Le cuisinier, aujourd’hui associé à une cuisine conviviale, à des émissions familiales et à des desserts qui parlent au grand public, dit avoir compris dès le départ que sa place serait contestée. Il avait 25 ans lorsqu’il est apparu dans « Oui chef ! » en 2005, la même année où il a ouvert son premier restaurant, Le Quinzième. Pour lui, cette exposition n’était pas un raccourci mais un défi à relever dans un univers qui valorisait alors d’abord les étoiles Michelin et la légitimité acquise à table, avant celle gagnée à l’écran.
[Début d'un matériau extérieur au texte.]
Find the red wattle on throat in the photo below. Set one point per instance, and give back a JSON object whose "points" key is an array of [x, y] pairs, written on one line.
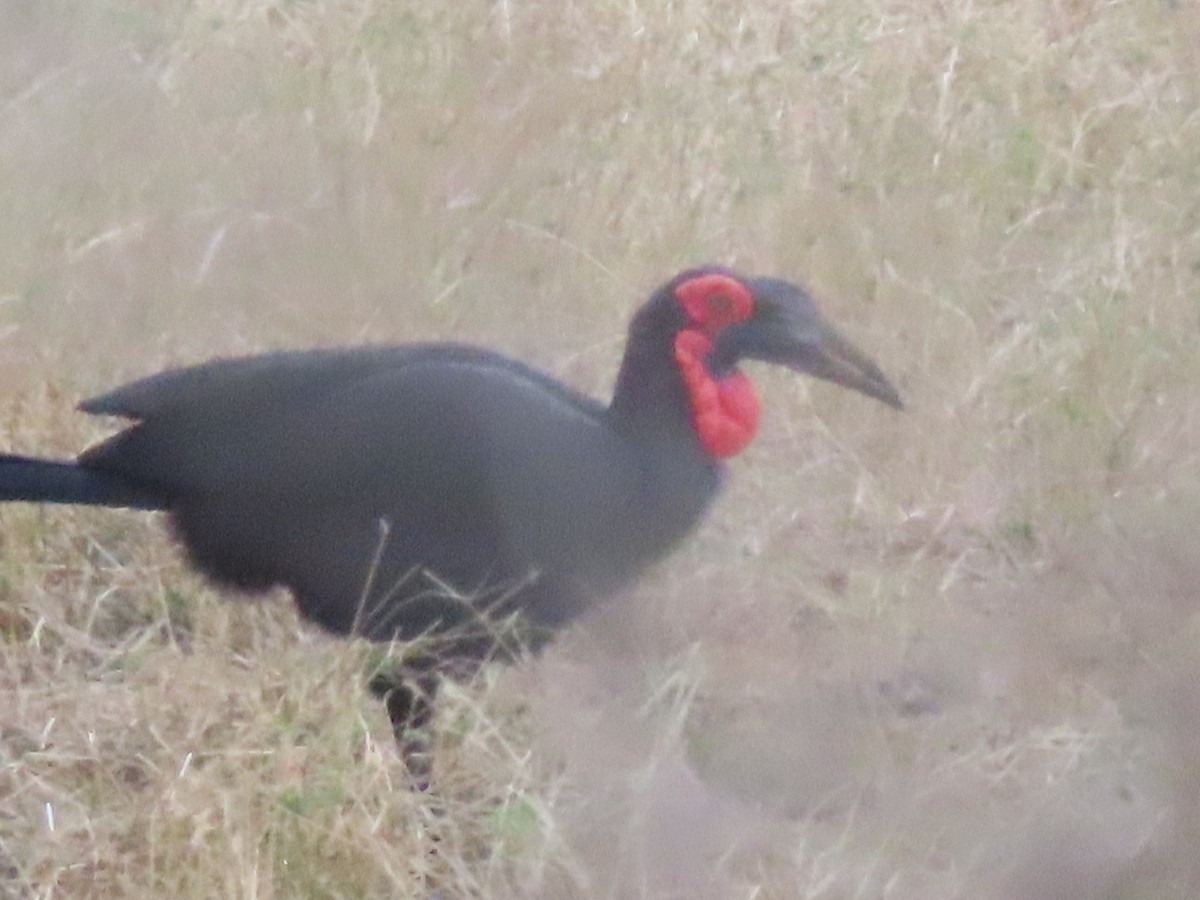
{"points": [[724, 411]]}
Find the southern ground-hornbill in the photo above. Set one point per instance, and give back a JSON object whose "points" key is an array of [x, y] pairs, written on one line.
{"points": [[421, 491]]}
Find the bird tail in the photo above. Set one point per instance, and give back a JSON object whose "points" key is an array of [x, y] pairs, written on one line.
{"points": [[30, 480]]}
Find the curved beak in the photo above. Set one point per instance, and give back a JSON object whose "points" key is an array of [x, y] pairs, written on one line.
{"points": [[789, 330]]}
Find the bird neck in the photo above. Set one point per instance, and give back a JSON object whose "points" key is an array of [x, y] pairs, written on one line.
{"points": [[667, 396]]}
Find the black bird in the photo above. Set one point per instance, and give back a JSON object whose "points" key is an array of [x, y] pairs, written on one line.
{"points": [[426, 490]]}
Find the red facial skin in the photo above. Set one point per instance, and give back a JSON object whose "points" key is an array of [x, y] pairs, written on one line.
{"points": [[725, 411]]}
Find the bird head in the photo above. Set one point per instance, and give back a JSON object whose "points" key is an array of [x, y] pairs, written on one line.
{"points": [[720, 318]]}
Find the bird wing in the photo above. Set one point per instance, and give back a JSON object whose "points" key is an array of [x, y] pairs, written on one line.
{"points": [[457, 437]]}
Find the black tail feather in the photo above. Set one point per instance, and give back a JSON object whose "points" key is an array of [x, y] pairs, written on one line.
{"points": [[23, 478]]}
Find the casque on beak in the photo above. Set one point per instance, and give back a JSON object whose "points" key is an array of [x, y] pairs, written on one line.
{"points": [[789, 330]]}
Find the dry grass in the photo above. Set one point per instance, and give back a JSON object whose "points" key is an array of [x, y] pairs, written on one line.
{"points": [[948, 654]]}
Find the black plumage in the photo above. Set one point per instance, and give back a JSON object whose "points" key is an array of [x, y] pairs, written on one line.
{"points": [[402, 491]]}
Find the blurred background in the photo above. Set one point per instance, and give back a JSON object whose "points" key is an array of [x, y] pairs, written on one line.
{"points": [[952, 653]]}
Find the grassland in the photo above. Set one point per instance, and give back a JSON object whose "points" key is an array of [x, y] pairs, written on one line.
{"points": [[953, 653]]}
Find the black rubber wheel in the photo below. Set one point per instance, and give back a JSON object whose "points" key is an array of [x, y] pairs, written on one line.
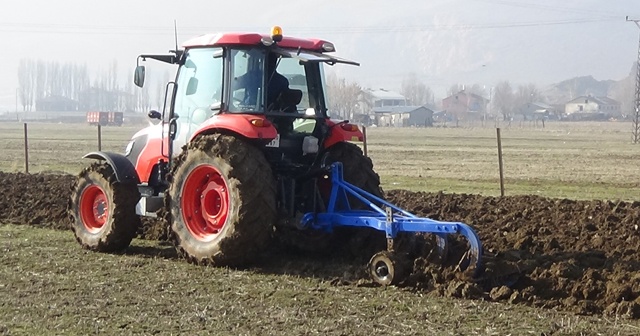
{"points": [[386, 268], [103, 210], [222, 201], [357, 170]]}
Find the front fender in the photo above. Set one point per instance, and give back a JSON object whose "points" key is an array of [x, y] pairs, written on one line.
{"points": [[342, 134], [122, 167]]}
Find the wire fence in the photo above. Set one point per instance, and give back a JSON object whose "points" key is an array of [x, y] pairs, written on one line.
{"points": [[56, 147], [589, 160]]}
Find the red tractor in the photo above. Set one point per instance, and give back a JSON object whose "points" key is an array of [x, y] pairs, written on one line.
{"points": [[245, 148]]}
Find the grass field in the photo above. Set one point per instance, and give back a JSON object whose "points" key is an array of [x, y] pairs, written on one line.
{"points": [[49, 285], [590, 160]]}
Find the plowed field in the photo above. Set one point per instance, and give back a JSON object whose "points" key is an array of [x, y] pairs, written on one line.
{"points": [[580, 256]]}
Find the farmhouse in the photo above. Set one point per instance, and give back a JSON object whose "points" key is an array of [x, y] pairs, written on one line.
{"points": [[465, 106], [536, 111], [403, 116], [589, 107]]}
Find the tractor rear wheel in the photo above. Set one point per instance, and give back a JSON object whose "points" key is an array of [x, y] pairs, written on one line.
{"points": [[103, 209], [357, 170], [222, 201]]}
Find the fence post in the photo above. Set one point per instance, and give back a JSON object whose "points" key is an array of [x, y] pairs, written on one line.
{"points": [[26, 150], [500, 162], [364, 139], [99, 137]]}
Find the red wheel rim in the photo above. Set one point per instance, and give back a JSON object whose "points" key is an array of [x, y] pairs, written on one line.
{"points": [[205, 202], [94, 208]]}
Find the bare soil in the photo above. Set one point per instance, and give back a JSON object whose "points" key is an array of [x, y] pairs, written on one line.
{"points": [[579, 256]]}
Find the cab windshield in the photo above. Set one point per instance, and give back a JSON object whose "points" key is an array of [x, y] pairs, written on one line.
{"points": [[273, 82]]}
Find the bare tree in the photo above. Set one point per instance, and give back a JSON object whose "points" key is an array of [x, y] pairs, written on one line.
{"points": [[25, 90], [342, 96], [416, 91], [503, 100]]}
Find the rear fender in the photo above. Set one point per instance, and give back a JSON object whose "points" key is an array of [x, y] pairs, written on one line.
{"points": [[341, 132], [247, 125], [122, 167]]}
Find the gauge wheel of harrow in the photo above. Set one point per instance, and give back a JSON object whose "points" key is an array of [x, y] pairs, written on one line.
{"points": [[386, 268], [103, 210], [357, 170], [222, 201]]}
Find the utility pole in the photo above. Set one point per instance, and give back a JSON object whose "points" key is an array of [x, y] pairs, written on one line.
{"points": [[636, 115]]}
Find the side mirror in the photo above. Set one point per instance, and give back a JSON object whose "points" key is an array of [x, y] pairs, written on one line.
{"points": [[153, 114], [192, 86], [138, 76]]}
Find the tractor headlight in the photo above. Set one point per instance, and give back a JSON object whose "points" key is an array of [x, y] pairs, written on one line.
{"points": [[128, 149]]}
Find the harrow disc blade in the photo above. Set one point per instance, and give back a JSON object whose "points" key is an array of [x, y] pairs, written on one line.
{"points": [[471, 262]]}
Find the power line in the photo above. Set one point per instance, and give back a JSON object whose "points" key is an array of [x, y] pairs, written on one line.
{"points": [[555, 8], [158, 30]]}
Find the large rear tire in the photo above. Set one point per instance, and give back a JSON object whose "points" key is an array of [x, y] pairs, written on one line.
{"points": [[357, 170], [103, 210], [222, 201]]}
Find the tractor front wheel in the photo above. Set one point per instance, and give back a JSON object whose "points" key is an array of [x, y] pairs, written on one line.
{"points": [[222, 201], [103, 210]]}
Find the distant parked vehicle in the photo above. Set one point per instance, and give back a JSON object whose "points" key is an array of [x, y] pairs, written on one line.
{"points": [[105, 118]]}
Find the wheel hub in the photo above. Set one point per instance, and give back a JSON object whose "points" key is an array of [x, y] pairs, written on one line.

Lignac a raconté une scène restée vive dans sa mémoire. Lors d’un grand événement de chefs auquel il rêvait d’assister depuis longtemps, il a tendu la main à un chef qui est passé sans la lui serrer. « C’est un truc qui est dur quand tu es un gamin de 25 ans et que t’as toujours rêvé de ça », a-t-il dit, avant d’ajouter simplement: « Ça, c’était dur ». Le geste, ou plutôt son absence, résumait à ses yeux une forme de mise à distance, presque de refus d’appartenance, dans un milieu où il n’était pas encore considéré comme l’un des siens.
La violence de cette période n’a pas seulement pris la forme d’un malaise social. Lignac a expliqué qu’il savait déjà que « tout le monde attendait ma chute », qu’il avait « toute la profession à dos » et « tous les journalistes à dos ». Dans ce climat, a-t-il dit, il voulait démontrer qu’on pouvait réussir sans étoile Michelin et sans être d’abord reconnu, simplement en exerçant son métier avec plaisir et en faisant fonctionner une cuisine qui rencontre le public. Cette défiance avait d’autant plus de poids que Joël Robuchon l’avait alors qualifié de « chef kleenex ».
Le contraste est aujourd’hui net: ce qui a longtemps été vu comme une faiblesse est devenu une force, mais seulement après une longue période de résistance. Le problème pour Lignac n’était pas d’être populaire; c’était de l’être trop tôt, dans un système fermé qui regardait la télévision comme une menace plus que comme une passerelle. Son récit du 21 janvier 2024 referme cette ambiguïté. Oui, sa visibilité a d’abord freiné son acceptation parmi les grands chefs. Non, elle n’a pas empêché son installation durable dans le paysage culinaire français. Et c’est précisément ce qu’il voulait prouver depuis le premier jour.